David and Josephus Baldwin and family were probably the first settlers in this township, though other historians
speak of Mr. Harris being the first. Mr. Baldwin stated that he was here when Mr. Harris came, and said he and
his brother David came in 1828 or '29. Joseph Buel came in 1831 and settled on section 15. Arbogast Zaehnle came
in 1834, and settled on section 22, where he still resides. Henry Augustine put in his appearance on section 15
in 1831; also Hartzel, the same year, on the same section. Robert Kennedy arrived in 1833 and built his cabin on
section 14. David Ringle and his sons Samuel and Levi came in 1833 or '34 and pitched their cabins on section 14.
The first school house was a log structure built on section 10, on the north edge of Harris Prairie. Though struggling
through the pressure of poverty and privations, the settlers planted among them the school house at the earliest
practical period. An object so important as the education of their children they did not defer until they could
build more comely and convenient houses; they were for a time content with such as corresponded with their rude
dwellings; but soon better buildings were erected. As may readily be supposed, the accommodations of the earliest
schools were not good. Stoves and the latest improved heating apparatuses were unknown. The house was built of
round logs, 14x16 feet; cracks chinked and daubed with mud; door in the south end and a mud and stick chimney in
the other; with earthen earth and fire place wide enough to take in a log nearly as long as the width of the house,
and smaller wood was used to ignite the larger; logs better known by the old pioneers as "back logs."
This rudely constructed chimney and fire place served for warming purposes in winter and a kind of conservatory
in summer. For windows part of a log was cut out in either side and a few lights of eight by ten glass set in.
Their writing benches were made of wide split pieces of timber puncheons, resting on pins or arms driven into two
inch auger holes bored into the logs beneath the windows. The seats were made out of the same material; also the
floor. The ceiling was of round poles or logs, and covered or plastered with mud on top. Everything was rude and
plain, but many of America's greatest men have gone out from just such school houses to grapple with the world,
and make names for themselves, and have come to be an honor to their country.

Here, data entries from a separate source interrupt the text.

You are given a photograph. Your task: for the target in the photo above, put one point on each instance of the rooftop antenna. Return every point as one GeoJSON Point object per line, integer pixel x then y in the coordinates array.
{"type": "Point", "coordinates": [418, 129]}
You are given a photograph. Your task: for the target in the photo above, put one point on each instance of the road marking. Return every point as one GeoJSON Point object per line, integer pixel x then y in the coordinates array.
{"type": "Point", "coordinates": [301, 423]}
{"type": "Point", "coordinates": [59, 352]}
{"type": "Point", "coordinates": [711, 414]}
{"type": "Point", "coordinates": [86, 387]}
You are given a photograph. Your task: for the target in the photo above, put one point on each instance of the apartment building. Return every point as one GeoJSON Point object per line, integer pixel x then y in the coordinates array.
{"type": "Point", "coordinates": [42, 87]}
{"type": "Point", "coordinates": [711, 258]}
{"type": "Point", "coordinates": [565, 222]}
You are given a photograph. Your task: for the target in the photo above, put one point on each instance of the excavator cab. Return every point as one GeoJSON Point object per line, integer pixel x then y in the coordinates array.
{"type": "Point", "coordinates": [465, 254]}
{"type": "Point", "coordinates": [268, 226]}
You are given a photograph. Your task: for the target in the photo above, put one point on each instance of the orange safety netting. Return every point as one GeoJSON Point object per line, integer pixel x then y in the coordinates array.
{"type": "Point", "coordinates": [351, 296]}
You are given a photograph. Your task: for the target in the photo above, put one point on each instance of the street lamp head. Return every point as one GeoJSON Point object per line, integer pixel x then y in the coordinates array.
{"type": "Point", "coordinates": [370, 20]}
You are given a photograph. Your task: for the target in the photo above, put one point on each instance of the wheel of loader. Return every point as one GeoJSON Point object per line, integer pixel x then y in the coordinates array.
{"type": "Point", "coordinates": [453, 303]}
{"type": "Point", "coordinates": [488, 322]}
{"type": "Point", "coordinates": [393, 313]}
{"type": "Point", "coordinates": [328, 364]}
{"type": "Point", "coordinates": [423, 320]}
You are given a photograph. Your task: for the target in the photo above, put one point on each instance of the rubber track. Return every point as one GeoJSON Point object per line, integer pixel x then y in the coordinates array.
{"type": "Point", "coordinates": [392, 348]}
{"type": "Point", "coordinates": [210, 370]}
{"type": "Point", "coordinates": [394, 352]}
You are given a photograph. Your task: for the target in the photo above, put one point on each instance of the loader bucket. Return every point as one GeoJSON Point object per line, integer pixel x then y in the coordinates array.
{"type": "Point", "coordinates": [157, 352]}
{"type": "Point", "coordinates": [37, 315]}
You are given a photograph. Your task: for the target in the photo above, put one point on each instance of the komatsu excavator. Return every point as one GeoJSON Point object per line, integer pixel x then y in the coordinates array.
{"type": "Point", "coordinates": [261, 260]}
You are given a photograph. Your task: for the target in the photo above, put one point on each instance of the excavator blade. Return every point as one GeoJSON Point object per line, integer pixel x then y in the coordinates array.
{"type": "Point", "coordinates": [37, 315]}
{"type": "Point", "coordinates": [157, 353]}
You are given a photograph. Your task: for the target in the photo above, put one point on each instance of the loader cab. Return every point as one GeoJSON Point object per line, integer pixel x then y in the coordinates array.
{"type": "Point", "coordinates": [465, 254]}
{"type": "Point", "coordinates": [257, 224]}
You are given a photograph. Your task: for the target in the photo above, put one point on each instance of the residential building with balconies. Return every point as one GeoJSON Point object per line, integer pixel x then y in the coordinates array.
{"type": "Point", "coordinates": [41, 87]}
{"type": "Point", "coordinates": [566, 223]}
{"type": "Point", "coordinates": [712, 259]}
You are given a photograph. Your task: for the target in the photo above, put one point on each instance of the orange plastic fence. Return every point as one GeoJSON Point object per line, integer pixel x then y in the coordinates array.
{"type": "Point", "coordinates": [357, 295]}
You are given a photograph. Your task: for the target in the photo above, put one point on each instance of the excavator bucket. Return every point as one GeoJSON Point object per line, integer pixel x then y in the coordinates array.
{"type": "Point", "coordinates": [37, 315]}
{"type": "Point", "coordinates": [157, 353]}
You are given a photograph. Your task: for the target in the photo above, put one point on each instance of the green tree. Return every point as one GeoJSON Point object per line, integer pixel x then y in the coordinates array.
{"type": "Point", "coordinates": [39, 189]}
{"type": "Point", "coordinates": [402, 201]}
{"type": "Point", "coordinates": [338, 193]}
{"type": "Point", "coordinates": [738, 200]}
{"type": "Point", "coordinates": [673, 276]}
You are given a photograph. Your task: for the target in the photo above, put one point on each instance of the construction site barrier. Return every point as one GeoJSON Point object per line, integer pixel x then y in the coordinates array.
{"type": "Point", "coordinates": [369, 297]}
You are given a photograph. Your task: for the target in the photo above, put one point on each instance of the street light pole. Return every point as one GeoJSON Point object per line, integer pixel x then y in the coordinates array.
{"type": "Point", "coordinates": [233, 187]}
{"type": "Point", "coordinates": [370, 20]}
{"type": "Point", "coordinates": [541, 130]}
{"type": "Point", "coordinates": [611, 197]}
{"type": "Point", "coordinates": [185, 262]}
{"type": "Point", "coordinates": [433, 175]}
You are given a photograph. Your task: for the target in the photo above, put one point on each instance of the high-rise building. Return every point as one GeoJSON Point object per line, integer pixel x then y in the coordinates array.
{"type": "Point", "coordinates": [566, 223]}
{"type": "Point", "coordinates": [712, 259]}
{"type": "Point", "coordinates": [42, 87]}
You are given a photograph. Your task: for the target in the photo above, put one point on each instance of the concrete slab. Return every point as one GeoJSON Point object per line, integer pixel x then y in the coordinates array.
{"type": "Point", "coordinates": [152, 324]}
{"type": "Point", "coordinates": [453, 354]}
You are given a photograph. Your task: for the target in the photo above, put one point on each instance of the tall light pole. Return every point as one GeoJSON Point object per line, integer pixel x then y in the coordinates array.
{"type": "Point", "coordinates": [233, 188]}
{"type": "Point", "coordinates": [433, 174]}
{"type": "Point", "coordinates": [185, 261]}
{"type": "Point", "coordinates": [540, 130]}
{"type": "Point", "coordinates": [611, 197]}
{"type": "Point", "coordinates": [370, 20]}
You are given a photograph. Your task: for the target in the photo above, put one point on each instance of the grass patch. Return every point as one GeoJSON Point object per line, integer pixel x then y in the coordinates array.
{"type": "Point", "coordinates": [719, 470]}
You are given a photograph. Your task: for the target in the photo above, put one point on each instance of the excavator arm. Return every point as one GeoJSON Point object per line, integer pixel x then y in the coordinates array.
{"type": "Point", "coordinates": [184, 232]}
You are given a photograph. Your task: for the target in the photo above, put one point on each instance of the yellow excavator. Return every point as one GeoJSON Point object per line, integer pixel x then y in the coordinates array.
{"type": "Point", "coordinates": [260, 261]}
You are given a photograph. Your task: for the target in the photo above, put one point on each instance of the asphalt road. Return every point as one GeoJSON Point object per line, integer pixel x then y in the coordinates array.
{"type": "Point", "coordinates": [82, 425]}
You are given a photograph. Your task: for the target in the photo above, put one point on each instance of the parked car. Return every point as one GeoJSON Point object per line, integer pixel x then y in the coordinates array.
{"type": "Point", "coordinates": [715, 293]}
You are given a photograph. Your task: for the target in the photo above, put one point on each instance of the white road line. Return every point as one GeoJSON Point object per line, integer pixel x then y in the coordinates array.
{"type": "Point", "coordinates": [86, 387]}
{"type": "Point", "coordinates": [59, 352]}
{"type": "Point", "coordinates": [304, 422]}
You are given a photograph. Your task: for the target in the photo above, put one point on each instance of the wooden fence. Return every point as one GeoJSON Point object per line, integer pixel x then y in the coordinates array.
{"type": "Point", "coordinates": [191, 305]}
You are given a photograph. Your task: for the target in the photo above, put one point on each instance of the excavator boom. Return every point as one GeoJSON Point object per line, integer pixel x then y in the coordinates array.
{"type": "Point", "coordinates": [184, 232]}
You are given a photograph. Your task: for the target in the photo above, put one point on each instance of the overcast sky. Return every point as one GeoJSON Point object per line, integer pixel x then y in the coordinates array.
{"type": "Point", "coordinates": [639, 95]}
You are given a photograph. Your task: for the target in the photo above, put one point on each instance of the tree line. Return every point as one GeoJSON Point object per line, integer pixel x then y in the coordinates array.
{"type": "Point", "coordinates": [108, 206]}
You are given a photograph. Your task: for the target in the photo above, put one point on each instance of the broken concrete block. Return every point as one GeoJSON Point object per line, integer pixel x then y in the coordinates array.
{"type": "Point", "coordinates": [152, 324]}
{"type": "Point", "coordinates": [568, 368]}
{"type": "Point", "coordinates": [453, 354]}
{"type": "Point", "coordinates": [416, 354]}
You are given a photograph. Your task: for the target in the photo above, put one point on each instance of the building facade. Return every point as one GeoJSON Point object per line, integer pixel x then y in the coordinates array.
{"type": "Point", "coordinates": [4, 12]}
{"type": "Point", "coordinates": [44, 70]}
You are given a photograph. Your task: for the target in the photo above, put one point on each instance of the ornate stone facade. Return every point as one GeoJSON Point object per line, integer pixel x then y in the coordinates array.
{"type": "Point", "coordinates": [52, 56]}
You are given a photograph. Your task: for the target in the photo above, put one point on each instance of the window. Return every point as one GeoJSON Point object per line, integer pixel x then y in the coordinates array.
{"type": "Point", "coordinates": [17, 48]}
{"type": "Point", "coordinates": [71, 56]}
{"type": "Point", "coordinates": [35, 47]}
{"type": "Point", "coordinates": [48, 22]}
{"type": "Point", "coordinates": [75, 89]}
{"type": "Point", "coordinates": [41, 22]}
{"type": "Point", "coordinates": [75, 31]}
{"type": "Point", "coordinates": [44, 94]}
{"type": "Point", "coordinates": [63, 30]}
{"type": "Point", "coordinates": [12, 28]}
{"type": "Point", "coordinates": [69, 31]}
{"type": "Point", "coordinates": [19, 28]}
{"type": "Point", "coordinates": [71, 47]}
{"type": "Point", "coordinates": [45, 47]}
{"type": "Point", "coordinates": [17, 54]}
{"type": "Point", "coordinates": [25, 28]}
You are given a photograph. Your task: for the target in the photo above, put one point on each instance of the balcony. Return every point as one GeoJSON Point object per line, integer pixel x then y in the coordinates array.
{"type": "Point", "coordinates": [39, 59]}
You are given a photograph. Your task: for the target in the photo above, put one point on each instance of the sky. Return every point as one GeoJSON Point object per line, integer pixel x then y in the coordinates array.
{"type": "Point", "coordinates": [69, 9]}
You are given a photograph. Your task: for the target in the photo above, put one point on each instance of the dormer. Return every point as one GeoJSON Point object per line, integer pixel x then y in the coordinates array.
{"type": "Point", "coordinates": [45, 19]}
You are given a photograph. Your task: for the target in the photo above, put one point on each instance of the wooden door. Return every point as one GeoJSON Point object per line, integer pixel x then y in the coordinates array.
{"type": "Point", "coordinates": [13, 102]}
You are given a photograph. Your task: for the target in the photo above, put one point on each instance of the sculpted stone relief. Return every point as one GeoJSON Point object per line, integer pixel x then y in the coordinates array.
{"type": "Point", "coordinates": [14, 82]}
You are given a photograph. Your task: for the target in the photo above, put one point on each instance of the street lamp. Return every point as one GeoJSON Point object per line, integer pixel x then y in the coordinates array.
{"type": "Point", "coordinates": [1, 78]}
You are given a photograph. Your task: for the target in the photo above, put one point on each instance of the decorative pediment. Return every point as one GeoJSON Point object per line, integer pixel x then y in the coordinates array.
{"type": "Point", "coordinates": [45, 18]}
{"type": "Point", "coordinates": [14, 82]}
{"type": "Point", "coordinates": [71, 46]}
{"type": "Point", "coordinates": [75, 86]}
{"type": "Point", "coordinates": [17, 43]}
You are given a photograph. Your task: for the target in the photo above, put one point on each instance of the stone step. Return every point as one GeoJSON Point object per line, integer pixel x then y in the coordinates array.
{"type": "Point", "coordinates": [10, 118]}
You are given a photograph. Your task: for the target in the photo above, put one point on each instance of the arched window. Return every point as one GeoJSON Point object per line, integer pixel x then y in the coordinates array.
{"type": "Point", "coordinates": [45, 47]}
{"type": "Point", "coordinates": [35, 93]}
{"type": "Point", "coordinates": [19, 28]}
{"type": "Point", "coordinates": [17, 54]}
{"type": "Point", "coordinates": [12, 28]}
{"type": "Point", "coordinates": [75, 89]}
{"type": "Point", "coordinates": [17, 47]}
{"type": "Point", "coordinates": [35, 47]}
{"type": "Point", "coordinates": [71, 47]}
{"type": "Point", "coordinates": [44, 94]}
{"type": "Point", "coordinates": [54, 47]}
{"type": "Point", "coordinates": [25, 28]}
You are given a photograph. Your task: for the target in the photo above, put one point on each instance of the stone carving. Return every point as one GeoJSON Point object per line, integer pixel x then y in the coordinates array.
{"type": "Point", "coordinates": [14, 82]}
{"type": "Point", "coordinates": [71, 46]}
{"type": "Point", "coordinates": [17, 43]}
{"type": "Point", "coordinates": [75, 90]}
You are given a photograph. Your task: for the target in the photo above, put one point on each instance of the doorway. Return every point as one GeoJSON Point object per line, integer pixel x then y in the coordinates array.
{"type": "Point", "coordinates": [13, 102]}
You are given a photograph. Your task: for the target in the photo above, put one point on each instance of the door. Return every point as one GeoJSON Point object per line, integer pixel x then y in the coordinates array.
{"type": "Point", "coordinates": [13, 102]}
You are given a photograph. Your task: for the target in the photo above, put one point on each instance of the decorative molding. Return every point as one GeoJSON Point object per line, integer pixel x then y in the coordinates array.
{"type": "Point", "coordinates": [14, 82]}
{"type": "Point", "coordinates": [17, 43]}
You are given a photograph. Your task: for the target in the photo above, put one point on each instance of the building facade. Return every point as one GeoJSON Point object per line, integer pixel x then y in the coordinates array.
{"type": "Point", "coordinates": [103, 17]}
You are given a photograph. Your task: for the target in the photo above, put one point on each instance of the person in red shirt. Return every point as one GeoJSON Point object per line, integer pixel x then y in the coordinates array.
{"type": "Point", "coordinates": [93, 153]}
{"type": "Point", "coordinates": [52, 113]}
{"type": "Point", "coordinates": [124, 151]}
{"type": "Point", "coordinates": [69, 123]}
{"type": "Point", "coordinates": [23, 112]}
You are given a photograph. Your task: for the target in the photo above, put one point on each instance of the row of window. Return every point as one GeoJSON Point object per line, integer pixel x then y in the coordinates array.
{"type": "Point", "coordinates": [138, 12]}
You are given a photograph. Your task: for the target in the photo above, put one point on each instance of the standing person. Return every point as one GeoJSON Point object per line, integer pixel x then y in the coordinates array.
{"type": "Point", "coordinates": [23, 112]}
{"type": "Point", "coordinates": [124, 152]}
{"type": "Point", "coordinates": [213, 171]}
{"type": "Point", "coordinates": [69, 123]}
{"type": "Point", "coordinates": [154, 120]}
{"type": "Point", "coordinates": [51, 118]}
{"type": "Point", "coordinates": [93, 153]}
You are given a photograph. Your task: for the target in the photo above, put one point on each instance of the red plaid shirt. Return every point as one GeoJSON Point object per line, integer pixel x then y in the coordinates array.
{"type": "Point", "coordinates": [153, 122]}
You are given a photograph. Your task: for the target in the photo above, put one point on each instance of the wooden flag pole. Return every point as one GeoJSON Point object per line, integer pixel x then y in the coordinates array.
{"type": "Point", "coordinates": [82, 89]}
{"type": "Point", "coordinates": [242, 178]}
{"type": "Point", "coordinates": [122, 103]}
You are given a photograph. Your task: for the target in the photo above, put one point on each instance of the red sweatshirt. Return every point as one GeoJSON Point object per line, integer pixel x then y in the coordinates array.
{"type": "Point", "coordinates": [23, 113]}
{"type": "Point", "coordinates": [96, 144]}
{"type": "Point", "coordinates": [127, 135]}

Robert Kennedy taught the first school in the township, that being in such a house as just described. The first
church built was the Presbyterian, which stands in the woods near Mr. Kennedy's residence. There is but one other
church, and that is owned by the Evangelical people. It is situated on the east side of section 21. The Christian
Church was 'organized Jan. 7, 1863, by Elder Green, consisting of 31 members. The Church has been prosperous. Many
of its members have moved to the West, and in consequence its membership is but a few more than when it was first
organized. Its present minister is Charles Hendershot, who holds service once in two weeks. Present deacons are
Robert Savage and James Lowry. They occupy the Presbyterian building. They contemplate erecting a house of worship
as soon as they can secure a suitable site. This portion is not affected by the marsh, is in fair state of cultivation,
and at no distant day the marsh will become tillable and settled by an enterprising people, at which time it will
compare favorably with other townships that are settled with more wealthy citizens today.
The Grand Trunk railroad passes through this township, running a northeast course. There is no town upon this line
in this township, nothing but a station, where there are a depot and postoffice, called Granger; no business of
any kind is done.
The Indian trail leading from La Porte, or rather from Chicago to Detroit, passes through the southeast corner.
Mr. W. and E. M. Irvin and Jas. Lowry, extensive farmers, settled here in an early day.